A woman may or may not be a carrier if:
she's the biological mother of one son with hemophilia.
she's the sister of a man with hemophilia.
she's an aunt, cousin or niece of an affected male related via maternal ties.
she's the biological grandmother of one hemophilic grandson.
Hemophilia can also occur when there is no family history of the disease. This is true about one-third of the cases and is the result of a genetic mutation.
Until the 1930's, doctors were convinced that fragile blood vessels caused the disease, but in 1937 two physicians, Patek and Taylor, discovered "anti-hemophilic globulin" in normal blood plasma could correct the clotting problem. Seven years later, when it was discovered that blood from one hemophiliac could actually improve clotting in another, it was realized that these were two sex-linked recessive heritable diseases. These were eventually named Hemophilia A, with a deficiency of clotting Factor VIII, and Hemophilia B, with clotting Factor IX deficiency.
The incidence of hemophilia A is one in 5,000 to 10,000 live male births. Approximately 12,000 Americans have it, almost all of whom are males.
Hemophilia is diagnosed by a careful personal and family history supplmented by clotting activity tests of the blood. These tests measure:
* How long the blood takes to clot.
* If you have low levels of any clotting factor.

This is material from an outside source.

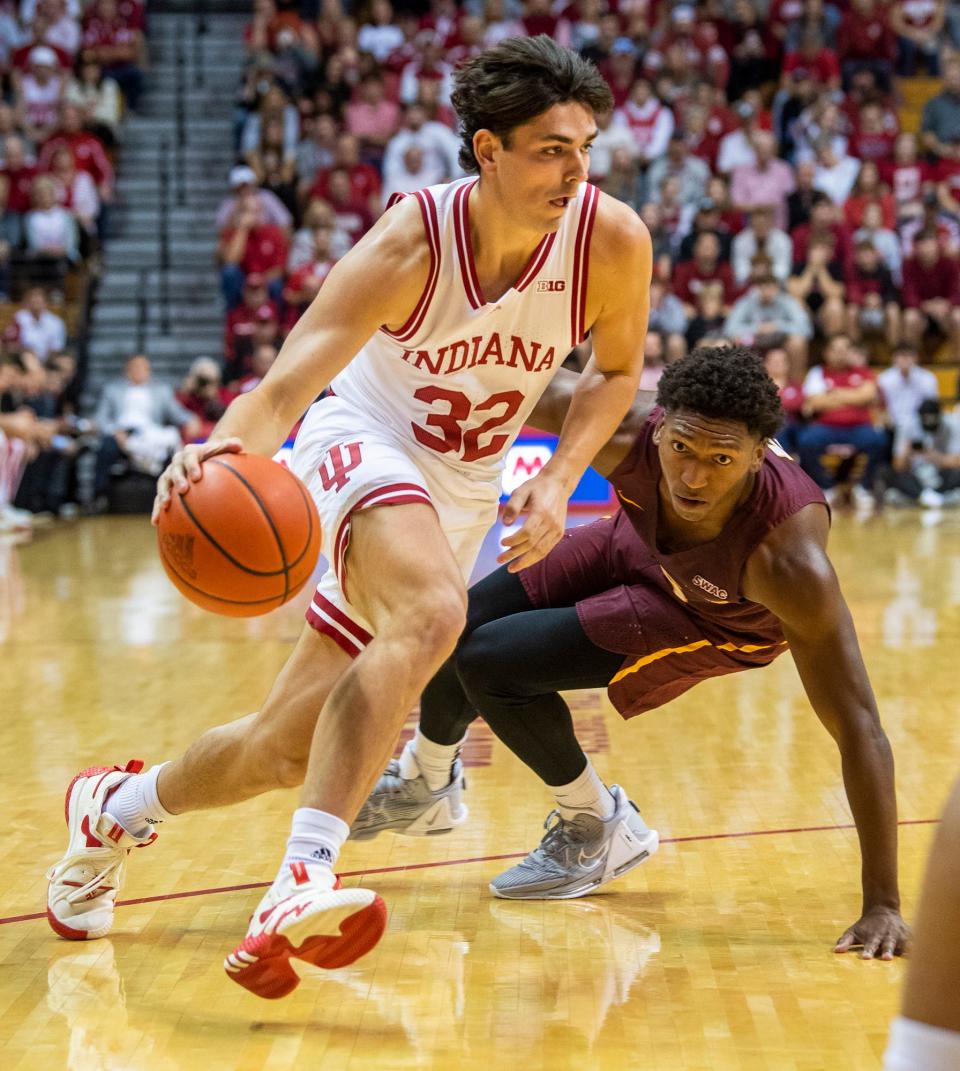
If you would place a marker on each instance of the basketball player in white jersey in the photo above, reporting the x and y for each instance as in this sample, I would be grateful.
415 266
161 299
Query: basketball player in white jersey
437 333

* If any clotting factors are missing.
Hemophilia A and B are not the only possible causes. Low levels of a protein known as Von Willebrand factor can also cause bleeding; this condition is called Von Willebrand's disease. From the results, hemophilia can be classified as to its type and rated as to its severity:
* Mild 5-30 percent of normal
* Moderate 1-5 percent of normal
* Severe: Less than 1 percent of normal
Severe hemophilia an result in severe bleeding in infants. Milder versions may not be apparent until adulthood. Persons with hemophilia need to avoid situations which might cause bleeding. Good dental hygiene is important to avoid the need for dental extractions. They should also avoid using drugs such as aspirin, heparin, wafarin and some of the non-steroidal anti-inflammatory medications which could contribute to bleeding problems.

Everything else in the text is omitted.